特許:国際出願の利害得失

国際出願とは、特許協力条約(Patent Cooperation Treaty:PCT)に基づいて、願書を自国特許庁に提出することで、全てのPCT加盟国に対して特許出願したのと同じ効果を与える出願手続を言います。

日本人の場合は、日本語で願書、明細書、特許請求の範囲を作成して、日本の特許庁に提出することができます。それによって、1件の国際出願が約140カ国への出願とみなされます。

その後、各国で権利化するには、各国に移行手続(翻訳文提出)をする必要がありますが、その期限は国際出願日又は優先日(日本の国内出願を基礎として優先権主張して国際出願した場合)から30ヶ月ですから、十分な時間的余裕があります。

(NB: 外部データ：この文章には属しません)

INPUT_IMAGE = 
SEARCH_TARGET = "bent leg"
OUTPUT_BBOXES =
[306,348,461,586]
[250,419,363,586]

国際出願をすることなく、いきなり各国毎に外国出願をし、どこかの国の審査で強力な先行技術が発見されると、同じ先行技術が他の国の審査でも引用されますので、出願費用(1カ国当たり30~50万円)が全部無駄になります。

 これに対して、国際出願をすると、国際調査機関が日本の特許公報だけでなく海外文献も含めて先行技術調査をし、新規性や進歩性などの特許性に関する見解を出してくれます。従って、この見解書を参考にして現実に各国に移行するかどうかを判断し、経済的リスクを軽減することができます。

 国際出願は、印紙代等の公的手数料だけで22万8400円以上(平成22(2010)年3月15日現在)かかります。つまり、結果的に各国に移行するのであれば、最初から各国毎に外国出願する場合に比べて、国際出願の分だけ費用が増すことになります。